O 25 de abril apanhou-me, quando estava no primeiro ano da Escola Náutica.
Na época quase todos os nossos professores eram oficiais da Marinha de Guerra, que tinham uma supervisão quase total sobre a formação destinada aos que iriam encarregar-se dos mais de duzentos navios então existentes na marinha mercante nacional.
Uma das memórias, que melhor guardo desse tempo foi o estado jubilatório em que encontrámos o nosso professor de matemática numa manhã do final de abril: não cabia em si de contente pelas perspetivas abertas pela revolução. E justificava:
- É verdadeiramente encantador, que acabemos com uma sociedade onde são sempre os mesmos quem mandam e o poder caberá a todos nós!
Nunca mais esqueci essas palavras desconfiando de como terá ficado desiludido, um ano e meio depois, quando a festa acabou!
É este tipo de memórias, que me relativizam hoje o contentamento com o sucedido ontem, mesmo alegrando-me a ideia de, antes de soprar as sessenta velas no bolo de aniversário, ver cumprido o meu anseio de sempre: a convergência de vontades nas esquerdas com representação parlamentar.
As governações de direita têm coincidido com os tempos menos felizes da minha já longa vida. Sobretudo por uma conclusão empírica, que quase poderia dar como certa: consoante o tipo de governos, que temos, também assim constatamos uma tendência coletiva para os mimetizar. Com líderes de direita as pessoas à nossa volta tendem a fechar-se nas conchas do seu individualismo e delas exalarem o que de pior têm, sobretudo quanto ao seu egoísmo e falta de solidariedade para com as dificuldades alheias. O ambiente coletivo costuma ficar soturno, se não mesmo tão negro quanto a tristeza.
Pelo contrário, quando é a esquerda a tomar as rédeas do poder tendem-se a potenciar as redes solidárias e esse mesmo ambiente torna-se mais alegre e colorido.
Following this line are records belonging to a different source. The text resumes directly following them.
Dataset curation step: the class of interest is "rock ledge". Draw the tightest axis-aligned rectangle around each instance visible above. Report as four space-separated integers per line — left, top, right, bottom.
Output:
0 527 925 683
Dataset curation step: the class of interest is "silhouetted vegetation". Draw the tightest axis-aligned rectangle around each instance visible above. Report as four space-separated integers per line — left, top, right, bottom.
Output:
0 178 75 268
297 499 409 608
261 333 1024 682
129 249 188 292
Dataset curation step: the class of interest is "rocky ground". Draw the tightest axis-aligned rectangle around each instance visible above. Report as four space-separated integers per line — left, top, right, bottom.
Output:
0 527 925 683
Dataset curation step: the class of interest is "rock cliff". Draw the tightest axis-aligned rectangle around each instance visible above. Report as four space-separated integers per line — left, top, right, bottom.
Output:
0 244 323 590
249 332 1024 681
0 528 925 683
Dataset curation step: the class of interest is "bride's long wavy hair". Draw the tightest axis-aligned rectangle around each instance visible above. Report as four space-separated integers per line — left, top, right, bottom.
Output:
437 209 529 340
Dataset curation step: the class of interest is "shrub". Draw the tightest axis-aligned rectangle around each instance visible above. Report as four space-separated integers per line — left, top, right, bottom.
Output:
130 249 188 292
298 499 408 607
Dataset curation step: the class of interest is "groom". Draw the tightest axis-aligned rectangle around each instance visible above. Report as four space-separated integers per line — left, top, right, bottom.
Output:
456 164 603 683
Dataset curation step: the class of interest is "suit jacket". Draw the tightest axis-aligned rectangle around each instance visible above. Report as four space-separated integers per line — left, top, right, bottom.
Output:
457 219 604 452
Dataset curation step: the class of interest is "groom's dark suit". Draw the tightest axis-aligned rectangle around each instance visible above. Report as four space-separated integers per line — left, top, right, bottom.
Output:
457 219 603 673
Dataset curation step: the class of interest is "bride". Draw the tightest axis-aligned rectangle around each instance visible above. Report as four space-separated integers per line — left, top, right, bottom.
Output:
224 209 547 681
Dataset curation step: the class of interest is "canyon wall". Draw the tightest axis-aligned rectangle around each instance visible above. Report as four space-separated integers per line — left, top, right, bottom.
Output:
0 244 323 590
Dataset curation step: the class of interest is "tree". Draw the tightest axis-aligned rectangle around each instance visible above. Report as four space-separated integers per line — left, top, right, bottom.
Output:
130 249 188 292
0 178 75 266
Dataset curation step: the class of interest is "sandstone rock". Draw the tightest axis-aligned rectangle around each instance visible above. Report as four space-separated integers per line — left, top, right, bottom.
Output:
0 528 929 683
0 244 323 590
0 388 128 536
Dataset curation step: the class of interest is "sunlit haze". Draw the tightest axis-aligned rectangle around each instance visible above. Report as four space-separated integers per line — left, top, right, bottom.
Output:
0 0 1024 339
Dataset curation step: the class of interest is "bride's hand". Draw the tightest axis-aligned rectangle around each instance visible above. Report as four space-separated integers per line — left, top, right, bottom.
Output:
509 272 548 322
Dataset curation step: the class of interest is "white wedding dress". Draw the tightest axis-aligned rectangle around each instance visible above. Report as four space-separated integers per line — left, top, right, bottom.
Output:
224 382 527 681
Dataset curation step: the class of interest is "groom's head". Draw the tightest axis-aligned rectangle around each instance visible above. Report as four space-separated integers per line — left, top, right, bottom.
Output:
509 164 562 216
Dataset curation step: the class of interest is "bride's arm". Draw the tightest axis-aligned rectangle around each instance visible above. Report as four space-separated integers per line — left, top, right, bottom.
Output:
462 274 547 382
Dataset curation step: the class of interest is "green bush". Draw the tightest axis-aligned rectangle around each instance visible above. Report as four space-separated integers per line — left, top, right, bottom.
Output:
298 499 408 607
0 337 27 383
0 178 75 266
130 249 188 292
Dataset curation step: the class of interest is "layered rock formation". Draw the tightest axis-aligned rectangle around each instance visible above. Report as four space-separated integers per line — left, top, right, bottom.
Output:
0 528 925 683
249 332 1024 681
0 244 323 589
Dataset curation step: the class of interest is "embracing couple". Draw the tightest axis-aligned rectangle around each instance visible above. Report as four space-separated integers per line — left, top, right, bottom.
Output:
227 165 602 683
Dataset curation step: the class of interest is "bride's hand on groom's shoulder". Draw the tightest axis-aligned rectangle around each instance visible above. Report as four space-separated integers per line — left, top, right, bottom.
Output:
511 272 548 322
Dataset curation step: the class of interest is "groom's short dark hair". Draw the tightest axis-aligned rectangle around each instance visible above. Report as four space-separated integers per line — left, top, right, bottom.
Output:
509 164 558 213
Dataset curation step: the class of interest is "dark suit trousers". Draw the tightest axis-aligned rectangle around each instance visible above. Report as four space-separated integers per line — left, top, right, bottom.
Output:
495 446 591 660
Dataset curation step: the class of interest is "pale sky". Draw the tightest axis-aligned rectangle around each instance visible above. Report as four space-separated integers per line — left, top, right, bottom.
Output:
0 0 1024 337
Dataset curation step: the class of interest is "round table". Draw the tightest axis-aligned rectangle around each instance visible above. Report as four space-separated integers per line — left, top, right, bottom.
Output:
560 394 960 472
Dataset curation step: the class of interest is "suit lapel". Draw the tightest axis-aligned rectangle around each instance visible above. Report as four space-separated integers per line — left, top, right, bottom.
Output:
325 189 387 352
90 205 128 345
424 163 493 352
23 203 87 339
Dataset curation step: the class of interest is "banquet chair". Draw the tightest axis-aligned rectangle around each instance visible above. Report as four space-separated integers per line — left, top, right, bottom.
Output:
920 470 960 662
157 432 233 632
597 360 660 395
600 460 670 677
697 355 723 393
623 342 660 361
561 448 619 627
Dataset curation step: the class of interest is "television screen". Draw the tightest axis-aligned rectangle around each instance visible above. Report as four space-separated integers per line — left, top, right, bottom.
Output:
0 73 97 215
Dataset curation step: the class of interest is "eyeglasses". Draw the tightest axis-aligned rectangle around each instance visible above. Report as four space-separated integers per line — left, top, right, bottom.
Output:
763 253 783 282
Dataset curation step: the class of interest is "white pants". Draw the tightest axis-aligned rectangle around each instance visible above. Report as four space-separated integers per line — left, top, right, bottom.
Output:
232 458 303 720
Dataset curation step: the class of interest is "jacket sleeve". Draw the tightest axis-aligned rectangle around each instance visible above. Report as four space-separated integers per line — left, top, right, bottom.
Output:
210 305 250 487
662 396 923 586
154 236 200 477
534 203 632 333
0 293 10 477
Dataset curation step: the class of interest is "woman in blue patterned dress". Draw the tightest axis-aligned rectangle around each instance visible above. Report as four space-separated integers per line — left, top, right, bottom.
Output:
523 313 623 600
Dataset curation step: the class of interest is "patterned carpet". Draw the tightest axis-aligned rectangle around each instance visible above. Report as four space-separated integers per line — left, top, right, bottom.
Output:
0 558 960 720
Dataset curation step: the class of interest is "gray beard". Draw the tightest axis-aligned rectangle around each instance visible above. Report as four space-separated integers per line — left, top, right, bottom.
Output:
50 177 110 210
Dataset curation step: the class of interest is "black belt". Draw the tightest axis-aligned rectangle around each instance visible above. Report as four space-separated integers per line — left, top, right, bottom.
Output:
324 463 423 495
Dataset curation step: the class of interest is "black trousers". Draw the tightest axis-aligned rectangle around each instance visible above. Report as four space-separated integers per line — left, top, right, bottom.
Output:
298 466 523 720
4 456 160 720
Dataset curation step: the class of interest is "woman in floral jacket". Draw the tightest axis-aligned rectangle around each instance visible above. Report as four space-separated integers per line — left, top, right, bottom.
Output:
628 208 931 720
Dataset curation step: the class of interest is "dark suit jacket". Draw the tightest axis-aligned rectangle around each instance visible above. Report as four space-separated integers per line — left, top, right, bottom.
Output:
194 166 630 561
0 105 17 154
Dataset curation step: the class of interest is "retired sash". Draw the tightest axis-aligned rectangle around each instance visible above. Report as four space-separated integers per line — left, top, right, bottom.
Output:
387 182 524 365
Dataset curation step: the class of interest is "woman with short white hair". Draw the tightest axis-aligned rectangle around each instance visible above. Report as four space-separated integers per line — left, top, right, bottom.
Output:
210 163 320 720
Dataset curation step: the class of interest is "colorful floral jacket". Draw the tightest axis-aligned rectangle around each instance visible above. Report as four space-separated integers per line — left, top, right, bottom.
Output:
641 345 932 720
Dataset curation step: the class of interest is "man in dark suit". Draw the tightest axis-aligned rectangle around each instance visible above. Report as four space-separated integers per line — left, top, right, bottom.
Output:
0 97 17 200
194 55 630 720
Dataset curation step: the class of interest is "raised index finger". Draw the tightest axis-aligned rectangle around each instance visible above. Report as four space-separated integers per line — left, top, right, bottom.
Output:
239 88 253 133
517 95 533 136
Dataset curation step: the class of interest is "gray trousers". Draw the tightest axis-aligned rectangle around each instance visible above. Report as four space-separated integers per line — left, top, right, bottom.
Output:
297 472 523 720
Num somos coagidos a abandonarmo-nos ao conformismo de termos vivido acima das nossas possibilidades e merecermos o castigo por isso. No outro recuperamos a esperança de serem possíveis tempos mais bonançosos.
O dia de ontem, 10 de novembro, abre o ciclo da esperança reconquistada, por muito que o inquilino de Belém ainda teime em fazer má vizinhança.
E por isso foi adequada a celebração que se seguiu. No nosso caso fomos até ao Restaurante O Bispo (Seixal) onde se anda a viver um oportuno ciclo dedicado a José Mário Branco, sobre quem se projetou o documentário «Mudar de Vida». E, de facto, do que precisamos é mesmo dessa mudança de vida, porfiando as vezes necessárias para que tenhamos uma sociedade mais justa, desenvolvida e igualitária.
No tema que dá título ao filme, o cantautor lembra o caso de Ehrlich, que anunciou a cura da sífilis depois de mais de novecentas tentativas para o conseguir.
- E nós, quantas vezes já tentámos? - pergunta Zé Mário Branco.
- Novecentas? … Seiscentas? … Dez?
Quantas vezes iremos ainda tentar que a sociedade em que vivemos se ajuste ao sentido utópico que para ela projetamos?
O novo governo, resultante da maioria da esquerda parlamentar, será mais uma tentativa. Será a certa, aquela que nos conduzirá ao sucesso pretendido?
Oxalá! Por que se não o for, lá temos de voltar a tentar. Para cumprir o que Beckett propunha: falhar, mas falhar sempre melhor!